How about the good old M5M5256 SRAM chips at 70ns, each has 32K capacity (they were used in the 7800 SRAM carts as well as in some CDi models (470/490 for sure) as save states atop the Dallas battery backup timer chip socket sandwich thing they had).

8 of them add up to 256KB of SRAM goodness, and that is enough to have MD/SNES/NeoGeo main memory twice over (SNES being the biigest at 128KB).
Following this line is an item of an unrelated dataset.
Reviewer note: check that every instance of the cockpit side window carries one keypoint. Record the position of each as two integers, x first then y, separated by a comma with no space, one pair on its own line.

I can see a lot of 10 for 30US$.

 

Or how about cy62128, 128KB per chip also at 70ns, 2 chips and we have 256KB of SRAM goodness accessible in random order at the byte level at 13Mhz (give or take). You can get 5 of them for 13US$ (assuming they are not counterfeit ...).

 

My point is there's enough cheap SRAM that could be used on this FPGA wishful board (aka Z3K) if SDRAM is too hard to get working with a decent byte level random access and for relatively cheap at that.

 

I am sure there are more modern/cheaper/faster/still-in-production SRAM chips that could be used.

For consoles up to 16bits one of the good thing is that RAM was at a premium so they have very little (the PCE 8K, the SuperGrafx had 32K, MD 64K, SNES 128K, NeoGeo 64K) even if we account for VRAM/SoundRAM the NeoGeo tops at 256K ish (really 214KB of SRAM), and the rest close by, 4 chip of that cy6128 would give 512KB for future proofing over 4 independent buses if needs be for concurrent access.

the problem is 32K of SRAM is nothing. even 256K of SRAM is nothing. the FPGA has plenty of blockrams on it in this size or better, and can run much faster- 150-200MHz or more. The problem is bulk storage (i.e. neogeo carts) and sometimes raw speed (tg16). Many tg16 games won't fit into 8 32K SRAMs. The problem with SDRAM/DDR is latency. These systems require random access to the storage medium to run the game, and SDRAM/DDR is designed for burst access. i.e. you precharge, open the row, and burst out 2 or more words of data really fast.

 

With older videogame stuff that had asynchronous memory, they expect to present an address and read data X nanoseconds later. Shoehorning this into SDRAM access means the SDRAM has to run through the entire access process for each byte/word the system expects. i.e. precharge, open the row, send address, read. each of those things take a certain number of clocks to perform. There's also refreshing to worry about. The refreshing can be spaced out using "hidden refresh" but this also increases the latency as well.

 

The tg16 wants data at 7.2MHz which is pretty damn fast when it comes to random access on the SDRAM, even when the SDRAM is running at 165MHz. For PC style emulation this isn't such a huge problem- they can take advantage of bursting and caching to get around a lot of the problems with FPGA style low level hardware emulation.